We were sent home with ratio from our endocrinologist that that measured carbs/insulin. You eat X amount of carbs you get X amount of insulin and then your blood sugar runs perfectly... WRONG! Ratios are great and all but there is so much variance in how much insulin you give based on blood glucose levels, types of sugar, low glycemic index foods, high glycemic index foods and don't forget activity. And you have to remember, Lyla was 13 months old weighing 23lbs and we were using a syringe to dose .25 increments of insulin. To this day I have no idea how we survived those first few months. If you think a newborn is exhausting try managing a 13 month old diabetic using a syringe and glucometer!
It took everything that my husband and I had to keep her living a somewhat normal life within a "normal" blood sugar range. I will say that by the grace of God we worked as a cohesive team. We grew together as a couple and not apart as sometimes is the case for families dealing with chronic illness. And by the end of the year we were pretty much killing it with blood sugar management. Lyla had one of the best A1C's that her endocrinologist had seen for a child her age and she seemed to growing and developing normally for a kid her age. But as anyone who has managed a Type 1 diabetic knows, it's a marathon not a sprint. And this marathon doesn't have a finish line so every day is different. Two years into our journey with Type 1 we decided to finally get an insulin pump (Omnipod). And never looked back! Now 8 years later she wears her Omnipod and Dexcom CGM and I am eternally grateful for the strides in technology that has helped us and her to live a more "normal" life.

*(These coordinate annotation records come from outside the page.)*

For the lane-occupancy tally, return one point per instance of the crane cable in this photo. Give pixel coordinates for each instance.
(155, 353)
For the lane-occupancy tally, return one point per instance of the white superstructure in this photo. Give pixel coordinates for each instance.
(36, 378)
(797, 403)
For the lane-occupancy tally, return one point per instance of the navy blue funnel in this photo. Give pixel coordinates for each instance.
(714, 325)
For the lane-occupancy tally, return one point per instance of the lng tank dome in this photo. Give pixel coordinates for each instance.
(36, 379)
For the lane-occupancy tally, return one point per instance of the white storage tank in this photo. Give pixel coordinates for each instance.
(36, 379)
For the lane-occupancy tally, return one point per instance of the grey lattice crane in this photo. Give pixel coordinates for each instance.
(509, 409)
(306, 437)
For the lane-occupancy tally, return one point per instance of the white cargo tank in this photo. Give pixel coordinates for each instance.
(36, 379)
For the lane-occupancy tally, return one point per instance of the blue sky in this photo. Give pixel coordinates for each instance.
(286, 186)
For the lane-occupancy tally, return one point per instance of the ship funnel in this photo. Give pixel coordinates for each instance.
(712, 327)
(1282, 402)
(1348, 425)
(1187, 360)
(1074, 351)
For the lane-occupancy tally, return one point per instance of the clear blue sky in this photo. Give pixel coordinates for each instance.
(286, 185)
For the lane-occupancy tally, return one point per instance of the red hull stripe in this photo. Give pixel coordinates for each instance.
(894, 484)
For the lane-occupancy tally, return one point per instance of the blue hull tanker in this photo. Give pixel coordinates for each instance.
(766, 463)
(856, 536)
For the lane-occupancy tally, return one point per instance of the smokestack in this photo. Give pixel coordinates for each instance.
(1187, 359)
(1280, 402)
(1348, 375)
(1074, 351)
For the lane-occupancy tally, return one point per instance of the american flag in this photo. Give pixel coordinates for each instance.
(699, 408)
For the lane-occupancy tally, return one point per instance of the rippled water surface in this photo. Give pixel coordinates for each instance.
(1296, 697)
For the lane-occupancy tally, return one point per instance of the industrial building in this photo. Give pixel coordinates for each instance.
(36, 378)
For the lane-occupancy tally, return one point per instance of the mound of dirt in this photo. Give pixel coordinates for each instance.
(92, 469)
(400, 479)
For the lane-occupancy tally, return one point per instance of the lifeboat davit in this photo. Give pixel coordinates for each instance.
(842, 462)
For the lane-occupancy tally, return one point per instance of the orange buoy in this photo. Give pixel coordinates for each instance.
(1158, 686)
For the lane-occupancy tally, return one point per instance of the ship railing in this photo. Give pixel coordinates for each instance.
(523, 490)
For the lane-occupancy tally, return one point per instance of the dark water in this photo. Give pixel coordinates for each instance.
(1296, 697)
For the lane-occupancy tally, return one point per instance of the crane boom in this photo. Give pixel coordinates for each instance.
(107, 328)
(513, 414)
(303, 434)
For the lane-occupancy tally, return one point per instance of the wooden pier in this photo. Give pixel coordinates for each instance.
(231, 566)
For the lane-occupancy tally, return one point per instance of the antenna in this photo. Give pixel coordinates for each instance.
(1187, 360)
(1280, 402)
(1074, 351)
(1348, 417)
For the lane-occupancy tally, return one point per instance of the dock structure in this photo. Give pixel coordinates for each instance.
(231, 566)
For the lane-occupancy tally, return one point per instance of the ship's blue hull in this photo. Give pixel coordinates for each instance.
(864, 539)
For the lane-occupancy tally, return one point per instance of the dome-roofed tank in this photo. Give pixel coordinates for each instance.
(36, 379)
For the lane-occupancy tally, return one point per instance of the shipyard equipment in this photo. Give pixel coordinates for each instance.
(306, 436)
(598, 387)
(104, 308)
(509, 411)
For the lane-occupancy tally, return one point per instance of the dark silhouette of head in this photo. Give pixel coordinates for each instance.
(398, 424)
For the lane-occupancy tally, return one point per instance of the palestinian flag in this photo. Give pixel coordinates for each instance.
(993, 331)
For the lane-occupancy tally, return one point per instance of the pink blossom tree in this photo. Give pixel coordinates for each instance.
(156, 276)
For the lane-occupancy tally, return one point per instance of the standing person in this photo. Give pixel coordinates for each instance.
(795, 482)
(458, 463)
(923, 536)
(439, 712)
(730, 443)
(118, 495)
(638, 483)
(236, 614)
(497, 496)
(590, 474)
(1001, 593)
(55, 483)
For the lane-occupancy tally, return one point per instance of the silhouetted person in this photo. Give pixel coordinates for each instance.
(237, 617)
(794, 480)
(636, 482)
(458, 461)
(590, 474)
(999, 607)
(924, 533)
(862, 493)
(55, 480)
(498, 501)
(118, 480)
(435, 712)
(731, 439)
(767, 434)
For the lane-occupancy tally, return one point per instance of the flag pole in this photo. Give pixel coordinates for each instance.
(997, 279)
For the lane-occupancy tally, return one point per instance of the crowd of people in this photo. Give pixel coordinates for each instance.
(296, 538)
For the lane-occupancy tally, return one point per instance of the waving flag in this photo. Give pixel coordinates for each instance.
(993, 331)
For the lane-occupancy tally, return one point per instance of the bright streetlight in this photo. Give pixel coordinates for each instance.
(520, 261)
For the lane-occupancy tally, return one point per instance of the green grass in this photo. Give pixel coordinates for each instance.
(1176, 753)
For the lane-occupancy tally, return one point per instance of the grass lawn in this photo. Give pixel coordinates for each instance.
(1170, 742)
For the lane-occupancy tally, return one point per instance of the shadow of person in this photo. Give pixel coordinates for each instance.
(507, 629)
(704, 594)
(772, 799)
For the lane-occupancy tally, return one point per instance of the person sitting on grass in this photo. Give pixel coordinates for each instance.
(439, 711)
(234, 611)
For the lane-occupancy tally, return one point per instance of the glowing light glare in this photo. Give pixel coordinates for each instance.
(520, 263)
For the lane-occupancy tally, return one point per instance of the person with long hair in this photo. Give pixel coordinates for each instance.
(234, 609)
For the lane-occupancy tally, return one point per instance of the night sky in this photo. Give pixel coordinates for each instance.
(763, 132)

Our Journey is coming up on eight years since diagnosis. This is all Lyla knows and frankly its all we know as parents. We now have 3 daughters. We do the absolute best to parent equally to all but we have to take extra special care of our Lyla. I am opening our journey up in an effort to bring awareness to Type 1. I want people to understand it and understand the people who have it better. I would also like to be the light to someone who has just entered the seemingly endless dark tunnel of Type 1.
What is Parentingtype1... well I am not totally sure but its mostly our journey with a very tricky and unique disease. This is just an opportunity for me to share some of what we have learned along the way and how it has made us stronger as a family and as parents. The parenting part is the easy part, its living with Type 1 thats hard. So I am just trying to shed some light on a disease that is often misunderstood.